Selecting sprinkler packages about more than price (Choice Voice)
(Editor’s note: James Adkins is an irrigation engineer with the University of Delaware, Carvel REC.)
(Jan. 16, 2018) Purchasing the ideal sprinkler for your crop and soil type and irrigation capacities is a critical component of an efficient center pivot system.
Unfortunately, center pivot purchase decisions are often based on price with little regard to whether the type of sprinkler package is appropriate for the operation.
The primary function of an irrigation system is to apply water uniformly in sufficient quantities to meet the crop needs without generating runoff.

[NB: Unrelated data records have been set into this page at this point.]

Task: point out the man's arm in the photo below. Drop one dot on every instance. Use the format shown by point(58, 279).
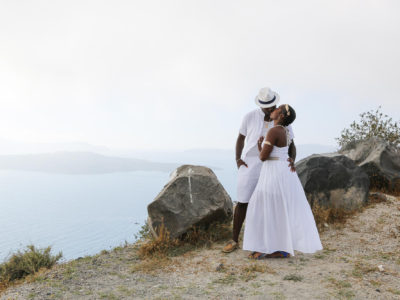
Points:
point(292, 151)
point(292, 156)
point(239, 149)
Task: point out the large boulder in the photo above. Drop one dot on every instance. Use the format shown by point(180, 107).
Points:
point(333, 181)
point(192, 197)
point(380, 160)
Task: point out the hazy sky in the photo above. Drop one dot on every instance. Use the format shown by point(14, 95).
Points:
point(181, 74)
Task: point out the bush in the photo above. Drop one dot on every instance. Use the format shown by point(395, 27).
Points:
point(28, 262)
point(372, 124)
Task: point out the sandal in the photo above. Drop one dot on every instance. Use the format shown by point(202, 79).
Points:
point(278, 254)
point(257, 255)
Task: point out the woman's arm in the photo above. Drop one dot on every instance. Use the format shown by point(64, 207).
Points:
point(269, 143)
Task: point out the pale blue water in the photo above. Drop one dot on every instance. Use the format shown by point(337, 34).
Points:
point(78, 214)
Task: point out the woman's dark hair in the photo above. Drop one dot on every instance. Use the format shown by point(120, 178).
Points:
point(289, 115)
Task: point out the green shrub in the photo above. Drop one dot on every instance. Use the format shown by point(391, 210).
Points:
point(372, 124)
point(28, 262)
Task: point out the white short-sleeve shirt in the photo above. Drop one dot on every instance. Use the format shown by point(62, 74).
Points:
point(253, 127)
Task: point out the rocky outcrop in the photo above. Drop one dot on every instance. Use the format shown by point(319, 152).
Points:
point(192, 197)
point(333, 181)
point(380, 161)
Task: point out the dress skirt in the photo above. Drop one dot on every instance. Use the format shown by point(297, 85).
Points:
point(279, 217)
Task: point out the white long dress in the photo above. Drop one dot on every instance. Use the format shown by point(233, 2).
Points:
point(279, 217)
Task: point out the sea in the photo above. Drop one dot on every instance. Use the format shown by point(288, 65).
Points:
point(80, 215)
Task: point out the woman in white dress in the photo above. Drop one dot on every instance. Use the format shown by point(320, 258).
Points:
point(279, 219)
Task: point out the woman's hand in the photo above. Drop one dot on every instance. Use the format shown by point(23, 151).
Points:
point(259, 143)
point(291, 164)
point(240, 162)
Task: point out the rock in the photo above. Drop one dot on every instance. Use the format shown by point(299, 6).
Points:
point(380, 160)
point(192, 197)
point(377, 197)
point(333, 181)
point(219, 267)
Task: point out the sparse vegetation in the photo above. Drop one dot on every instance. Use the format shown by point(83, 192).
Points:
point(163, 245)
point(372, 124)
point(27, 262)
point(324, 215)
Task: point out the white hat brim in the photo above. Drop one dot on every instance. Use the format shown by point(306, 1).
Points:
point(277, 98)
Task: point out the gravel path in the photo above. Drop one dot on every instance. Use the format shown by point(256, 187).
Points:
point(360, 260)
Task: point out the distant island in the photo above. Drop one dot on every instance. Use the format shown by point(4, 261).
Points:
point(79, 163)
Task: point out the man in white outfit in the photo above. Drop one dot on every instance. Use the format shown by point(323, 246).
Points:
point(255, 124)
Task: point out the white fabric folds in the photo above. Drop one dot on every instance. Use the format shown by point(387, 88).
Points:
point(279, 217)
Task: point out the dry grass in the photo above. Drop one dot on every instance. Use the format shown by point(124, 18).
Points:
point(24, 264)
point(324, 215)
point(163, 245)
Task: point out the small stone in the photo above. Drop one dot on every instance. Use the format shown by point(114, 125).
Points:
point(219, 267)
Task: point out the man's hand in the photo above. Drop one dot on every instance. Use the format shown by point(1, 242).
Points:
point(291, 165)
point(240, 162)
point(259, 143)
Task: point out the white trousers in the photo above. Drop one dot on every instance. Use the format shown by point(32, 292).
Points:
point(248, 178)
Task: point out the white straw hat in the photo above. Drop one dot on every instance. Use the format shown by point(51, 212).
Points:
point(267, 98)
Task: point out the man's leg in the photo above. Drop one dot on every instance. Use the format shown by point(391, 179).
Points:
point(247, 181)
point(238, 219)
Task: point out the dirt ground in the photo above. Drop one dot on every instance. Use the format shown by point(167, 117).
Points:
point(360, 260)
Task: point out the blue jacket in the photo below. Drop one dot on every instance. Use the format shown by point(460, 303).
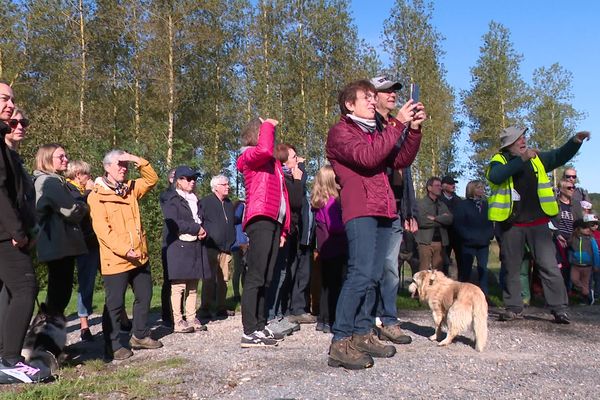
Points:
point(579, 251)
point(472, 224)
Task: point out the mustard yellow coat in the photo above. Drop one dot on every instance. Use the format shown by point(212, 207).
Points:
point(117, 221)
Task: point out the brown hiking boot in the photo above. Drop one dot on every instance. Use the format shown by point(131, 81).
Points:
point(305, 318)
point(145, 343)
point(394, 334)
point(343, 353)
point(371, 345)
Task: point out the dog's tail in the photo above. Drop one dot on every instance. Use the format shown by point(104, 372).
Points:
point(480, 323)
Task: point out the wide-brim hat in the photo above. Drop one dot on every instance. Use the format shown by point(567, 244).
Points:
point(382, 83)
point(510, 135)
point(184, 170)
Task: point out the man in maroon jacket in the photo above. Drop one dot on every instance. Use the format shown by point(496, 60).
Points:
point(360, 158)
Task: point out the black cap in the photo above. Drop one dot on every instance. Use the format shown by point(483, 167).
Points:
point(449, 180)
point(4, 129)
point(184, 170)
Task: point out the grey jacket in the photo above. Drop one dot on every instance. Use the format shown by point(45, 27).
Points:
point(59, 215)
point(443, 219)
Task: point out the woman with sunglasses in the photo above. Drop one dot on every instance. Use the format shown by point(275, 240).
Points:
point(59, 213)
point(17, 234)
point(18, 129)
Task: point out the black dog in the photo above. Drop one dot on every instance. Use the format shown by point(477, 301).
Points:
point(46, 339)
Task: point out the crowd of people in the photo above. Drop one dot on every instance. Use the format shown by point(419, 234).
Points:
point(329, 255)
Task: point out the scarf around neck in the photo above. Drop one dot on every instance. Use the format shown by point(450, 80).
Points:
point(367, 125)
point(119, 188)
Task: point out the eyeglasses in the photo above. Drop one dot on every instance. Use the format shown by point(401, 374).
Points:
point(13, 123)
point(368, 97)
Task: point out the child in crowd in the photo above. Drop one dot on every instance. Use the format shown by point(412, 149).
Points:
point(332, 244)
point(583, 256)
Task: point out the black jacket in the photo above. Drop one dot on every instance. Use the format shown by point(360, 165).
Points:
point(17, 215)
point(219, 222)
point(472, 224)
point(186, 260)
point(86, 223)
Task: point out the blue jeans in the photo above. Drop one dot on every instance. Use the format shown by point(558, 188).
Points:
point(468, 256)
point(368, 239)
point(87, 267)
point(388, 285)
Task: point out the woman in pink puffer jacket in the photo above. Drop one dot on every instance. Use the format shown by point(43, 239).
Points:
point(266, 222)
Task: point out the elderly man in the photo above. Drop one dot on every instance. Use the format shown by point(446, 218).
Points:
point(452, 200)
point(434, 220)
point(219, 223)
point(522, 202)
point(116, 218)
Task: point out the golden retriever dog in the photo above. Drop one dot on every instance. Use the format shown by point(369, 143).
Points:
point(454, 304)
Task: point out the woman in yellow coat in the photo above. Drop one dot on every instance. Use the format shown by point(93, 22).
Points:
point(116, 219)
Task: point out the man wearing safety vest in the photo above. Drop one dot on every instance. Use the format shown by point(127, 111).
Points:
point(522, 202)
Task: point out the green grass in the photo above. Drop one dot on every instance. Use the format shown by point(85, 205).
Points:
point(95, 378)
point(404, 301)
point(155, 305)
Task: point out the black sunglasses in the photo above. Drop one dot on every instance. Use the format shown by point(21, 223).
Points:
point(13, 123)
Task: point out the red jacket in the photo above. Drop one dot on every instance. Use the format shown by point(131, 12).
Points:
point(359, 161)
point(264, 181)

Uniform application requires that the correct sprinkler be installed at the various positions along the pivot and that the system is operating at the design pressure.
Many center pivot systems were converted in the eighties and nineties from top mounted sprinklers to drop nozzles in an effort to reduce evaporative losses.
This effort was the direct result of research conducted in the Southwest demonstrating a 3 to 6 percent reduction in water lost to evaporation when using 6-foot drop nozzles.
This research was conducted in the high plains of Texas in 20 percent humidity, high winds and extreme heat.
A corn canopy destroys drop nozzle uniformity but this can be overcome by reducing sprinkler spacing. Drop nozzles also add considerable cost to a system, are prone to rust plugging, and require additional maintenance due to goosenecks breaking and leaks.
Once the measured losses are adjusted for the 70-80 percent humidity levels typical in the Mid-Atlantic, the efficiency of a drop nozzle cannot overcome its many disadvantages.
vs. Infiltration Rate
Delmarva sandy soils can have an infiltration rate exceeding 1 inch per hour without runoff.
As the silt and clay content increases, this infiltration rate can be reduced into the 0.4- to 0.6-inch-per-hour range, with slope further reducing the intake rate.
A typical five-tower center pivot with drop nozzles yielding a 5-foot spray pattern will have an instantaneous application rate in excess of 7 inches per hour in a corn canopy while that same nozzle mounted on top of the system can spray 25 feet in diameter with a net application rate of around 1.5 inches per hour.
Likewise, the wobbler, orbiter and rotator sprinkler types mounted on top can yield 40-foot wetted diameters with last span application rates in the 0.7 to 0.9 inch-per-hour range.
In the words of a wise farmer friend of mine, the farther you can throw the water the better the “soak time.”
In order to minimize any off-target water movement in the field, top-mounted nozzles with a large wetted diameter is advantageous.
An ancillary benefit of sprinklers with large wetted diameters is the potential to increase nozzle spacing without sacrificing uniformity thus increasing the orifice diameter and reducing the potential for plugging.
In an ideal scenario where all of the irrigation system components are operating at design specifications, pressure regulators are not necessary (e.g., constant pressure, constant dynamic well level, static corner state, no elevation change).
But, once one of these factors start to degrade pressure, regulators become very important.
All corner systems need pressure regulators installed to compensate for the drastic change in system operating pressure with the corner span closed (and nozzles off).
The larger the orifice, the greater the effect a change in pressure will have on the total volumetric output.
In other words, a change in system pressure will increase the application rate at the end of the pivot more than at the beginning.
Unfortunately, the end nozzles cover the most area further amplifying the negative effects on uniformity. While I recommend pressure regulators on all systems to ensure uniformity, they are required with wobbler/orbiter/rotator sprinklers.
The cost increase going from the bottom of the line sprinkler package to a pressure regulated high tech sprinkler will run roughly $2,000 extra for a 60-acre system or $1.30 per acre per year over the 20-year lifespan of the sprinkler.
A relatively small investment in a quality sprinkler package can make a measurable benefit in application uniformity and likewise improvement in crop yield.